The woman’s breathing was steady enough. He gave her a quick examination. The blood had come from her head; he’d seen enough of those cuts to know they could bleed impressively. He could leave her for a few minutes.
Mick took down the large pot he used for washing, and trudged up a flight to the working pump for water. It didn’t take many days on the job for him to learn cold water was best for getting out blood—good thing, to be sure, since the building had no hot.
Botty must have heard his steps. The scruffy little mutt came careening down the stairs, a misshapen cannonball of a dog. He’d lurked up in the top floor, probably hiding from the widow.
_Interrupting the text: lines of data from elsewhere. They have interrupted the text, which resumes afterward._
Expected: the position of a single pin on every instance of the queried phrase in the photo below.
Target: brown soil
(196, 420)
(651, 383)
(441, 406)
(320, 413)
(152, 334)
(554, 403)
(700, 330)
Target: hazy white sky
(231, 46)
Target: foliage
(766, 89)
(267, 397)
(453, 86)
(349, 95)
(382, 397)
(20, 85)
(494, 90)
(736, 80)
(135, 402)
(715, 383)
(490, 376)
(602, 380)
Mick put down the full basin and bent to scratch the dog’s remaining ear. Botty pushed at his hand with ecstatic wheezing growls. When Mick opened the flat’s door, Botty clicked into the room and settled on a rag under the bureau with a contented sigh.
Mick poured some water into a clean saucepan to use for the woman. Then he stripped off his coat and shoved the most badly stained sleeve into the large pan. He’d see about the female after he got the damned boots off.
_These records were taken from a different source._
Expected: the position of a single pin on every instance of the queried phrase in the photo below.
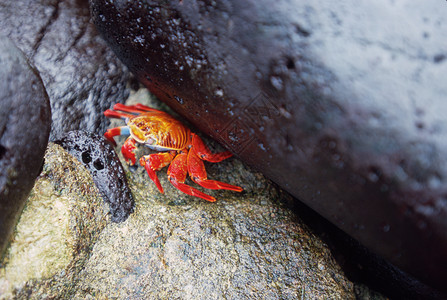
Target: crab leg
(204, 153)
(197, 171)
(117, 115)
(177, 173)
(110, 133)
(128, 150)
(155, 162)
He pushed down the straps of his braces and plopped down on the sagging bed next to her.
She moaned. Then spoke. “My God, no. Not again.” The five words made her origins clear. An Englishwoman.
A pity. He didn’t think much of the English.
He swivelled around, one boot dangling from his hand. Horrified green eyes stared up at him from a pale face. The woman didn’t seem particularly happy to see him either.
She groaned. “Hell’s bells. All that effort, wasted. Did the boys on the street tell you where to find me?”
“Hey?”
“I should not have riled the man,” she murmured. “My God, this one’s much. My head is so wobbly, it will fall off. Oh, blast. I give up.”
“Aye?” Mick rubbed two fingers across his unshaved chin. Maybe she was a criminal who’d caved at the sight of his helmet hanging on the chair. “Right. What did you do, then? Were you going and asking for trouble from those lads?”
“No.” The woman sounded tired, but testy. “As I told the man in charge, someone will pay for my return. A good amount, no questions asked. He didn’t seem to care. I should have known better than to wander, but the light . . .” Her voice died away.
Perhaps she had suffered some kind of brain injury. He studied her pale face; her eyes were closed again. He’d check her pupils later. “The man in charge?” he prompted.
“Oh, I don’t know.” A definite peevish note to her tone. “Perhaps he’s not in charge. He claimed he was. Perhaps some other beast is the owner. Perhaps you are. I don’t truly care. I said I give up, so go on then.”
Mick dropped the boot he held onto the floor. He stood up, lit another candle and peered down at her. “Here, now. Are you all right, miss? You do know you got a nasty cosh on the head?”
She opened her eyes and looked at him again, glaring, for pity’s sake. Her blood-streaked brow furrowed in regal disdain. “And would that make the slightest difference to you?”
“What?”
“I mean, do you rougher types actually care if the girl is injured or unwilling? I tried drooling and crooning like a mad-woman and that didn’t stop the first man. Then they said that rough types get the girls who act up.” The woman gave a small moan. She examined him. “Though I must say you have a kind face. Does it help my—ah, me—if I say I give up? I will apologize to the men I injured if it is necessary. Might I be given a different sort of, ah . . .” She flushed.